John brought the generational knowledge — his grandfather had come back from World War II with nothing, gone to Chicago and got a union sheet metal job. Both his father and uncle are sheet metal workers. His father’s guidance helped Devon and John understand the relationship between the shop, the office and the field in ways that no book could teach.

Devon brought everything else: the ability to plan, connect with people and 15 years of community-building experience.

“My job was being a teacher, and I think there are a lot of transferable skills,” she says. “My ability to connect with people and understand where their real pain points were is very similar to the kind of work I had to do as a teacher. Community building is basically what good teaching is, and that is a really transferable skill when it comes to small business ownership, especially in an industry that’s so much about relationships.”
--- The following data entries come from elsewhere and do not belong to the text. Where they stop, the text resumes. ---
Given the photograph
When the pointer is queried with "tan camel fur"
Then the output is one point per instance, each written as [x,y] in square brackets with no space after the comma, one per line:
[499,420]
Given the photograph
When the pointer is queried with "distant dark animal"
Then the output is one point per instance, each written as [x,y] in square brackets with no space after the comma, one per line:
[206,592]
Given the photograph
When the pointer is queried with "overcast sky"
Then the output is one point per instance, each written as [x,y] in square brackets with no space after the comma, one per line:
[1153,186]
The complementarity of their skill sets, Devon says, is the heart of what makes the partnership work. John can visualize a three-dimensional object in his head, understand the air pressure that has to flow through it, design it, weld it and put it together. Devon communicates through language with clients, contractors and the broader business ecosystem around the shop.
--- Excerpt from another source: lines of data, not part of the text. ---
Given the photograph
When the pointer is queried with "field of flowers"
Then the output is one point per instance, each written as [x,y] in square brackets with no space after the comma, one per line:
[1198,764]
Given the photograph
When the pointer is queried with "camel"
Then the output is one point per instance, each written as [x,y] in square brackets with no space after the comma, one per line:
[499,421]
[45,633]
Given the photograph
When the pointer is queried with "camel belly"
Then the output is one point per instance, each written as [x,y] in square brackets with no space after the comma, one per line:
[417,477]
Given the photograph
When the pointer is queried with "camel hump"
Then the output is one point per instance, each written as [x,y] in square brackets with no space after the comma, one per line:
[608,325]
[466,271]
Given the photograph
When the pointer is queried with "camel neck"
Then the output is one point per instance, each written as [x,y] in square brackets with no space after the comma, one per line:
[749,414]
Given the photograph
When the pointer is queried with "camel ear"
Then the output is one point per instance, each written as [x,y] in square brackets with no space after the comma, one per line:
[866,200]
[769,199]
Working with her husband has required the same discipline she found in all the literature she’d read about family business, and she read a lot of it. She is, after all, a scholar. When things got hard, she went to the library. She talked to other people who had done it. She got financial, spiritual and mental health support, and she isn’t shy about saying so.
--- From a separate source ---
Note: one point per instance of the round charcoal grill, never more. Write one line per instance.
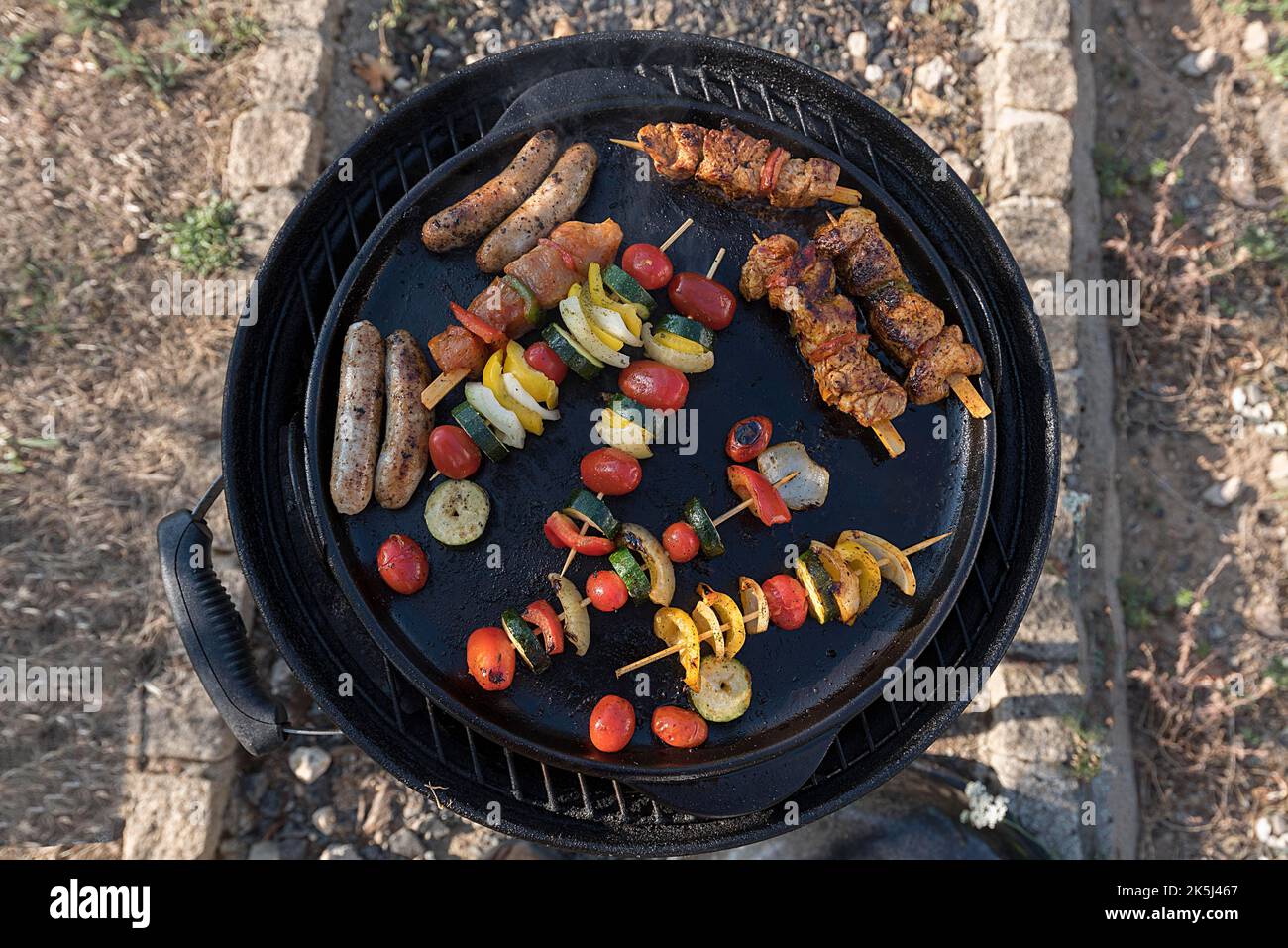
(342, 250)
“I think that it’s really good to normalize getting some help,” she says. “It’s not like you’re done once. You have to keep renegotiating how to get back to that place where everybody can communicate and work together from a place of strength.”

She rejects the narrative that family business is a particular kind of trap or dream. It is, she says, whatever you make it, and it is sustained by the same things that sustain any relationship: respect, transparency, empathy and honesty about when you need help.

Her advice to anyone sitting on the fence about entering the sheet metal and HVAC world is know what specific problem you can solve.

“One of the huge misconceptions about this industry is that it’s only people who have one particular mindset or one skill set who can go into this,” she says. “This industry needs all kinds of minds and all kinds of different skill sets. But what is yours, and how can your particular skill set contribute?”

THE TRADE THAT NEEDS ALL KINDS

Montrone left Goldman Sachs and found himself running a plasma table. Menold left a fintech firm and found himself untangling 70 years of paper-based workflows. Madon left a university lectern and found herself co-running a specialty welding shop. 

What they share is a disposition. They are people who recognized something in the sheet metal and HVAC industry that the industries they came from couldn’t offer: permanence and real work. The kind of legacy you can drive past and point to.

The labor shortage, data management challenge and technology gap is real. But so is the community. That inclusive culture, combined with the urgent need for new talent, new skills and new perspectives, makes the sheet metal and HVAC industry rare.

“This industry is wide-open,” Montrone says. “Get involved and get as much knowledge as you can.” 

“One of the huge misconceptions about this industry is that it’s only people who have one particular mindset or one skill set who can go into this. This industry needs all kinds of minds and all kinds of different skill sets.” — Devon Madon


From left to right: Devon Madon, Ernie Menold and Garrett Montrone.